Costuma dizer-se que o amor não escolhe idades, mas neste caso pode dizer-se que não escolhe um lugar específico para se manifestar. O padre Rodolfo Leite, da diocese de Coimbra, compreendeu isso ao visitar João, que estava internado nos Cuidados Paliativos do Hospital de Cantanhede, no final de julho. João Góis tem um cancro raro em estado avançado, associado a Síndrome de Lynch.
O encontro, que poderia ter sido apenas mais uma visita rotineira, tocou profundamente o coração do pároco, que decidiu partilhar a experiência nas redes sociais. “Conversámos muito nesse dia”, recordou. “Não são encontros fáceis, pois faltam-nos as palavras, as emoções como que nos engasgam e o esforço para não chorar junto de quem sofre, como o João estava, é desgastante. Mas é a nossa missão. Depois, fui acompanhando a sua situação.”
Além de João, acabou por conhecer Filipa, a sua melhor amiga e companheira — juntos sempre conseguiram superar as adversidades da vida. “A força de vontade dela harmonizou na perfeição com a força de bondade dele”, confessou o padre, que mais tarde conheceu Mateus, o filho do casal, ainda um bebé com menos de um ano.

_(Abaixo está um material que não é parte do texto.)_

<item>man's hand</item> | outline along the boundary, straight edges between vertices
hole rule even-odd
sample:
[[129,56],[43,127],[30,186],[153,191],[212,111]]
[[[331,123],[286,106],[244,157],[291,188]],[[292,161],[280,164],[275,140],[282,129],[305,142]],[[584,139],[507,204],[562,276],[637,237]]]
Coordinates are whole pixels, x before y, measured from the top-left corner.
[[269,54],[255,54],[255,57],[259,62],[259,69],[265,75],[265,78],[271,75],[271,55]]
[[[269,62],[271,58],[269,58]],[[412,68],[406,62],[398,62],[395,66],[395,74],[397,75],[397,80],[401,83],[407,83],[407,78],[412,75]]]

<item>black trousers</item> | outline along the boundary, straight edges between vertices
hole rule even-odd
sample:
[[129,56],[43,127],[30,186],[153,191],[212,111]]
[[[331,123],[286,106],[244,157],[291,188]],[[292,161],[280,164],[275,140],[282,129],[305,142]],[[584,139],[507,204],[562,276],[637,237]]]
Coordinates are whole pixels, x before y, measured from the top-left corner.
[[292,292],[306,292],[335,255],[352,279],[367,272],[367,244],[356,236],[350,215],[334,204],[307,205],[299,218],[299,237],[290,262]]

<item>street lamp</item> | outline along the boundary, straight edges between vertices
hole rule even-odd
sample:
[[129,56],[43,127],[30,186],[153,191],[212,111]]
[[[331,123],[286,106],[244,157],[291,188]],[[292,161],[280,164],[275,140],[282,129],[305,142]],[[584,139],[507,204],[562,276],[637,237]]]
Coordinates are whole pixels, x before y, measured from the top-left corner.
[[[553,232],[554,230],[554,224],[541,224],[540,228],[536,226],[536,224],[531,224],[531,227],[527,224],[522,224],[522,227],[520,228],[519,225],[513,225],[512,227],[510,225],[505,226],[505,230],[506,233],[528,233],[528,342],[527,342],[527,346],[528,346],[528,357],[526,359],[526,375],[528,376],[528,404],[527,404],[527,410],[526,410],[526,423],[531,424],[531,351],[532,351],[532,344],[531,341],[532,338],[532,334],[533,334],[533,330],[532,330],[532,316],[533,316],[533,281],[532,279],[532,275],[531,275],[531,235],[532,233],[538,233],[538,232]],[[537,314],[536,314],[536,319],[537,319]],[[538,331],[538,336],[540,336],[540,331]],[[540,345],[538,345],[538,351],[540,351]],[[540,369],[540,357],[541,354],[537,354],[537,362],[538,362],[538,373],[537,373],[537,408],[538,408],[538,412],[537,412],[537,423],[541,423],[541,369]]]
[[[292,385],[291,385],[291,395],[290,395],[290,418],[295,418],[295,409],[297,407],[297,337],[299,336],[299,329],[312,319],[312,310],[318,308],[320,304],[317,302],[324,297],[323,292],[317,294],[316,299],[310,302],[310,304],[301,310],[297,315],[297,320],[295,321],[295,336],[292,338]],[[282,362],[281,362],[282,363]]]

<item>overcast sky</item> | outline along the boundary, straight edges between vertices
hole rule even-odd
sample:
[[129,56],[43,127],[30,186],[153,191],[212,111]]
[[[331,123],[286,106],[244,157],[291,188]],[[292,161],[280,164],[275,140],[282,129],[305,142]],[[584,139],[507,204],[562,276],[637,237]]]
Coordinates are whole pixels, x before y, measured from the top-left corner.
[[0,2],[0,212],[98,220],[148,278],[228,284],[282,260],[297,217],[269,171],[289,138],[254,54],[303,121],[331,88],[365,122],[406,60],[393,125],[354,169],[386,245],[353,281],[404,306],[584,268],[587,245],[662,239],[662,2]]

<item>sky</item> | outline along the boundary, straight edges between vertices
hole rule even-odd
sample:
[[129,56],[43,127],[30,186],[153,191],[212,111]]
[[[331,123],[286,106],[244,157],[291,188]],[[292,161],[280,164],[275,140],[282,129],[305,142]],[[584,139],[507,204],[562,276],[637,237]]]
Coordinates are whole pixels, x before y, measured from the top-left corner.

A história de amor parecia perfeita, mas a saúde de João começava a deteriorar-se rapidamente, levando-o a ser internado no Centro de Cuidados Paliativos, onde o padre o visitou diversas vezes. “Apercebi-me da quase permanente presença da Filipa e, também, de muitos familiares e amigos.” Até que, no último sábado de setembro, recebeu um telefonema inesperado dela.
“Pode casar-nos em Cantanhede?”
Perante a urgência da situação, o padre compreendeu que não havia tempo a perder. Mesmo com a agenda preenchida, Rodolfo Leite fez algumas chamadas e avançou com a sua missão: celebrar o amor de um casal que desejava estar junto até ao fim.
“Falei com o João e percebi que, de coração, era mesmo o que desejava”. Após ter sido medicado para as dores, “com um carinho e ternura da Dra. Lurdes que valeram tanto ou mais do que qualquer medicamento que lhe injetaram”, o noivo recebeu a visita dos amigos, que o ajudaram a preparar-se para o grande momento.
Desta vez, a espera pela noiva não foi longa. “Com um sorriso e um olhar sempre vivo, apesar da tristeza de ver sofrer aquele que ama”, relatou o padre que acabou por celebrar a união num quarto que se transformou numa catedral “pela densidade de amor que ali se respirava, num ambiente tão humano como sagrado”.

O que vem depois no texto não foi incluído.